Horovod: Unexpected segmentation fault with PyTorch + Horovod

Created on 8 Oct 2018 · 3Comments · Source: horovod/horovod

System configuration

Azure VM of size NC24s_v2 (four P100)
Ubuntu 16.04
Docker image from Horovod with Docker, skip Tensorflow/keras installation

Before beginning, I want to state that this problem is resolved for me. I am writing this issue for the record.

For learning rate decay, I define the optimizer every epoch

def train(epoch):
    net.train()
    optimizer = optim.SGD(net.parameters(), lr=cf.learning_rate(args.lr, epoch)*hvd.size(), momentum=0.9, weight_decay=5e-4)
    optimizer = hvd.DistributedOptimizer(optimizer, named_parameters=net.named_parameters())
    ...

The mpirun command was simply

mpirun -np 4 -H localhost:4 python <PYTHON_CODE_PATH> --datadir <DATA_DIR>

At the very beginning of the 2nd epoch (during the first loss calculation and backprop), the code fails with the below stack trace

[fe535b5ccf9b:00019] *** Process received signal ***
[fe535b5ccf9b:00019] Signal: Segmentation fault (11)
[fe535b5ccf9b:00019] Signal code: Address not mapped (1)
[fe535b5ccf9b:00019] Failing at address: 0x28
[fe535b5ccf9b:00019] [ 0] /lib/x86_64-linux-gnu/libpthread.so.0(+0x11390)[0x7fbf2779c390]
[fe535b5ccf9b:00019] [ 1] /usr/local/lib/python2.7/dist-packages/horovod/torch/mpi_lib_impl/_mpi_lib_impl.so(+0x58d71)[0x7fbeaabf4d71]
[fe535b5ccf9b:00019] [ 2] /usr/local/lib/python2.7/dist-packages/horovod/torch/mpi_lib_impl/_mpi_lib_impl.so(+0x5de24)[0x7fbeaabf9e24]
[fe535b5ccf9b:00019] [ 3] /usr/local/lib/python2.7/dist-packages/horovod/torch/mpi_lib_impl/_mpi_lib_impl.so(+0x692d8)[0x7fbeaac052d8]
[fe535b5ccf9b:00019] [ 4] /usr/local/lib/python2.7/dist-packages/horovod/torch/mpi_lib_impl/_mpi_lib_impl.so(+0x6a65b)[0x7fbeaac0665b]
[fe535b5ccf9b:00019] [ 5] /usr/lib/x86_64-linux-gnu/libstdc++.so.6(+0xb8c80)[0x7fbf1e97bc80]
[fe535b5ccf9b:00019] [ 6] /lib/x86_64-linux-gnu/libpthread.so.0(+0x76ba)[0x7fbf277926ba]
[fe535b5ccf9b:00019] [ 7] /lib/x86_64-linux-gnu/libc.so.6(clone+0x6d)[0x7fbf274c841d]
[fe535b5ccf9b:00019] *** End of error message ***
-------------------------------------------------------
Primary job  terminated normally, but 1 process returned
a non-zero exit code. Per user-direction, the job has been aborted.
-------------------------------------------------------
fe535b5ccf9b:18:122 [0] INFO comm 0x7fc7381be150 rank 0 nranks 4
fe535b5ccf9b:20:126 [2] INFO comm 0x7fbe601ba6e0 rank 2 nranks 4
--------------------------------------------------------------------------
mpirun.real noticed that process rank 1 with PID 0 on node fe535b5ccf9b exited on signal 11 (Segmentation fault).
--------------------------------------------------------------------------

Which means I am running this code in single node, 4 processes for 4 GPUs.
The question is - Is this an expected outcome?

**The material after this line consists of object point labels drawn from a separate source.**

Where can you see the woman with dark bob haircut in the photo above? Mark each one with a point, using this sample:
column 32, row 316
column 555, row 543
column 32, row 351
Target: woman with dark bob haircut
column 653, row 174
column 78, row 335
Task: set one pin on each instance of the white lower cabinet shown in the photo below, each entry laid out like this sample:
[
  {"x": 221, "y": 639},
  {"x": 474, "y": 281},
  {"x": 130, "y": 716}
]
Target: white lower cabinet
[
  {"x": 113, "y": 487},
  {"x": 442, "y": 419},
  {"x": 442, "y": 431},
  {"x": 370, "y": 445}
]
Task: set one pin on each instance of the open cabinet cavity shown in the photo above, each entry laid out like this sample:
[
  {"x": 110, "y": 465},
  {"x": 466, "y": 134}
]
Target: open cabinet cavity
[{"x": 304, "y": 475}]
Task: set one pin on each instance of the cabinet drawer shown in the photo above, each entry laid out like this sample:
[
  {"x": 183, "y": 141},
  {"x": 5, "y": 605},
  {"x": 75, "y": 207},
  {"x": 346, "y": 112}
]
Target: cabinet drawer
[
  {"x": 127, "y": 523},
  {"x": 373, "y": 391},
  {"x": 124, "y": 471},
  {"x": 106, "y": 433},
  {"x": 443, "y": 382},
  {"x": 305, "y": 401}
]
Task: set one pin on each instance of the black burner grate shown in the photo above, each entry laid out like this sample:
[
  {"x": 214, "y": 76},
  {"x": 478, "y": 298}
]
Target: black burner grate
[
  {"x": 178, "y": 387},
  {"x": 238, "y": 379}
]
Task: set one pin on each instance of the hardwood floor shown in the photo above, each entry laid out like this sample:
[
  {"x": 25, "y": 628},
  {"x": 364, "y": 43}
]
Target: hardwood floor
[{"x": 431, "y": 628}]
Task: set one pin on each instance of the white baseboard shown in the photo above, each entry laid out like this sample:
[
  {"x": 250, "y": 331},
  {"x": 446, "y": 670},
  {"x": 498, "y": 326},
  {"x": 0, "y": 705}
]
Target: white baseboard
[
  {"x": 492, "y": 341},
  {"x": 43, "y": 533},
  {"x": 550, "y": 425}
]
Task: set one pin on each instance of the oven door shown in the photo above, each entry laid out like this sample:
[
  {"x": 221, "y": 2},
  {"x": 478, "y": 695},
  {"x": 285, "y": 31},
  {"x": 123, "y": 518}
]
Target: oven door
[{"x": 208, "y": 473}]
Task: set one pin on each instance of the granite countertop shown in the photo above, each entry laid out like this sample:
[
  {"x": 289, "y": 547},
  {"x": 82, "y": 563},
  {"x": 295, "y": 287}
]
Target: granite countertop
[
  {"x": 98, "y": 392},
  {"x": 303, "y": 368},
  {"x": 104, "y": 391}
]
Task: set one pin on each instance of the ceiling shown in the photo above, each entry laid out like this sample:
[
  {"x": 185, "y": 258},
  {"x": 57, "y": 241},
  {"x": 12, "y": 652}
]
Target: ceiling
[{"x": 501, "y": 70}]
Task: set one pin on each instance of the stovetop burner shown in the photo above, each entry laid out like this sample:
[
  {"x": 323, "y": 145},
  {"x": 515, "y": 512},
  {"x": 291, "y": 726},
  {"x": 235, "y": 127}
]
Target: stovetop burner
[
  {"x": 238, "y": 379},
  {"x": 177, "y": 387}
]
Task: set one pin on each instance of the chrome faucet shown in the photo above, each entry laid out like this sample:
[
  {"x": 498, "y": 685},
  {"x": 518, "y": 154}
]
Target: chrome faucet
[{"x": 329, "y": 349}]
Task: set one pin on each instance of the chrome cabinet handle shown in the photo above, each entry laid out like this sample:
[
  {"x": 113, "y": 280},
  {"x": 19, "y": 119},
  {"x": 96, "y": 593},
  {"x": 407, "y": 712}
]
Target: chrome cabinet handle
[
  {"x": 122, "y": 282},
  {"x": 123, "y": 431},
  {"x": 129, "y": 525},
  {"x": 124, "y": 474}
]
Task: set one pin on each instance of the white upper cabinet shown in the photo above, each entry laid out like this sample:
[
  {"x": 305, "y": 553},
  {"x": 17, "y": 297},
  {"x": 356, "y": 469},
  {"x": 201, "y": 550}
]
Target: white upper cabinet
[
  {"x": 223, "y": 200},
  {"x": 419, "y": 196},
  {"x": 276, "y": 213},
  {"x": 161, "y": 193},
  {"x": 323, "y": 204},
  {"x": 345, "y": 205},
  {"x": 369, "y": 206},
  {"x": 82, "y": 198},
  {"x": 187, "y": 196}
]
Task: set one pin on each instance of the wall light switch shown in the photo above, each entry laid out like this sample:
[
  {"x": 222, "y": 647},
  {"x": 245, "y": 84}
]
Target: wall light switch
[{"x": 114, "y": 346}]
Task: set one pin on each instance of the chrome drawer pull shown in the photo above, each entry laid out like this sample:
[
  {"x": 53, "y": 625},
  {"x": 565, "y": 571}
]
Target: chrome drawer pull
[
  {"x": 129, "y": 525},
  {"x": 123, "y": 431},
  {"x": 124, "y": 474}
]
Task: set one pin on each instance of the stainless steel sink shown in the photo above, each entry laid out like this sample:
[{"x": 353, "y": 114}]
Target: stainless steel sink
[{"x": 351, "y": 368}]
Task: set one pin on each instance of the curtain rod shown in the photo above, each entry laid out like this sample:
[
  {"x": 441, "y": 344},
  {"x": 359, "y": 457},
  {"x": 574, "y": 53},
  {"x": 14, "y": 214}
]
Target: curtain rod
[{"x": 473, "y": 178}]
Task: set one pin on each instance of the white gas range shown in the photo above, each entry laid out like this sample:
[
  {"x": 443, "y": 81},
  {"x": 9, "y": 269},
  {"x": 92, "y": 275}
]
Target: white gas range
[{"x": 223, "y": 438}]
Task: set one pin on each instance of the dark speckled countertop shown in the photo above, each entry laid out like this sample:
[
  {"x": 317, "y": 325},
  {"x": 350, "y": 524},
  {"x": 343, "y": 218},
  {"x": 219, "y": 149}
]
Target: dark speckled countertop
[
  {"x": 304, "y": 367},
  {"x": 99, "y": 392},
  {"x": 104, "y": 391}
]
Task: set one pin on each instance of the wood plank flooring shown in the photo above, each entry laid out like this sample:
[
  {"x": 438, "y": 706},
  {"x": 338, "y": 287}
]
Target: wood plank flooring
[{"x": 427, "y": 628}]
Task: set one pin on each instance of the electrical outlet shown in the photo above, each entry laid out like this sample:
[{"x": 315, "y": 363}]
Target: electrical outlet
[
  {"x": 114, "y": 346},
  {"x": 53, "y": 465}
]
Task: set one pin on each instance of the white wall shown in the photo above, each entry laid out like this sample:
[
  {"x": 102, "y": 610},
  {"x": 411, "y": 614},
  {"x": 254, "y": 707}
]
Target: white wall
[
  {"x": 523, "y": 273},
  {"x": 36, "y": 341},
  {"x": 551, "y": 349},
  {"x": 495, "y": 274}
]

It is redundant to define optimizer every epoch, but I just kept the original baseline code.
This issue has been resolved for me, I just wanted to record this case in case other people may face a similar problem. This is not a problem in a native PyTorch code, but it is a problem with Horovod.

bug

Source

Jongchan

All 3 comments

Thanks for reporting this issue. It's a bug we should fix. Specifically, if you instantiate additional hvd.DistributedOptimizer(), you have an additional set of hooks that will cause the same gradients to be all-reduced multiple times. It's still an error, but we should show a nice error message there instead of a segfault.

alsrgv on 8 Oct 2018

👍1

Hi, I have the same segmentation fault issue. I used mpirun to train Pytorch model with 4 GPUs in the same node with Horovod. But sometimes got the seg fault while most of the time is fine. The error massage is very brief and it's very hard for me to debug. Is this issue resolved on top of tree? Thanks!